- Bitcoin caiu para a região de 66 mil dólares após tensões geopolíticas no Oriente Médio, com ataques de Irã afetando infraestrutura e voos.
- Fluxos de ETFs de Bitcoin nos EUA sofreram saídas semanais de aproximadamente 1,67 bilhão de dólares, com totais superiores a 4 bilhões de dólares nas últimas semanas.
- Instituições parecem migrar para ações de IA, nomes de defesa e energia, ou simplesmente manter caixa em títulos do Tesouro de alto rendimento.
- Peter Schiff, crítico de Bitcoin, contou com previsões de queda caso suportes importantes sejam rompidos, sugerindo queda para abaixo de 50 mil e até menos de 20 mil dólares.
- O ambiente de incerteza geopolítica mantém o foco em volatilidade, com demanda aumentando por stablecoins e dólares digitais como proteção parcial, enquanto o Bitcoin já mostrou testes próximos a 66 mil dólares neste ano.
O bitcoin (BTC) caiu para a faixa de 66 mil dólares após novos sinais de turbulência geopolítica no Oriente Médio. O recuo acontece no dia 3 de junho de 2026, com o pregão global em alerta. A fala de analistas e investidores se intensifica diante de dados de fluxo de ETFs de Bitcoin nos EUA e de ataques na região.
As saídas de fundos de ETFs de Bitcoin nos EUA atingiram 1,67 bilhão de dólares na semana, segundo a Coinglass, com saldos totais nas últimas semanas acima de 4 bilhões. Instituições parecem realocar recursos para ações de IA, defesa e energia, ou buscar segurança em Treasuries de alto rendimento. O setor ainda observa a proximidade de um cenário de maior incerteza.
O movimento de queda ganhou impulso após a notícia de ataques no Irã, com mísseis e drones mirando Kuwait e Bahrein e interrupções logísticas no Golfo. Washington afirmou ter interceptado parte do ataque, elevando a tensão com a região. O petróleo reagiu em alta, aumentando o apetite por ativos de proteção.

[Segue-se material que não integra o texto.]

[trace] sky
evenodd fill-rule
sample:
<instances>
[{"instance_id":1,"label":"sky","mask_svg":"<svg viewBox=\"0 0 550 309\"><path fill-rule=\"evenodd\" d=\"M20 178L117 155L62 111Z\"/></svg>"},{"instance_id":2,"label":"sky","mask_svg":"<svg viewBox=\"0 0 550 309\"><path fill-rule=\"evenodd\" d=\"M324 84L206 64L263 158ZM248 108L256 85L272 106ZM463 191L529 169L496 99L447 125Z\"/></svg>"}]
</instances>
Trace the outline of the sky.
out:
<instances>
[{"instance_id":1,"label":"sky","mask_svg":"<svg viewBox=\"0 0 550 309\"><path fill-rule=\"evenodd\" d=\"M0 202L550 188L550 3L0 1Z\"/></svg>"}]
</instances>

Peter Schiff, conhecido crítico do Bitcoin, voltou a prever que o preço pode despencar abaixo de 50 mil e, em pior cenário, ficar abaixo de 20 mil. O investidor central na narrativa de pessimismo costuma voltar ao tema durante volatilidade, sem impedir, porém, que o ativo colecione recuperações anteriores.
Em contrapartida, Brian Armstrong, CEO da Coinbase, descreveu a queda como temporária e manteve visão de longo prazo de valorização do BTC, com possibilidade de chegar a patamares de sete dígitos no futuro. A avaliação de grandes players diverge entre cautela e otimismo.
As tensões geopolíticas permanecem o fio condutor do humor de mercado. Trump negou encerramento de contatos com o Irã, chamando rumores de falsas notícias. Enquanto o desfecho da escalada permanece incerto, o Bitcoin continua a ser usado como alternativa de proteção parcial em cenários de volatilidade e incerteza.
Observa-se, ainda, maior demanda por stablecoins e por dólares digitais entre os detentores de criptomoedas que buscam proteção parcial sem abandonar completamente o ecossistema. O cenário no curto prazo segue volátil, com o Bitcoin mantendo a trajetória de recuperação em momentos de suporte técnico.
A edição atual destaca que quedas de ETF, risco geopolítico e receios de recessão formam um ambiente desafiador. Mesmo assim, o BTC tem mostrado resistência a choques históricos, guerras, crises bancárias e crises de câmbio, mantendo fluxo de adoção acima do medo.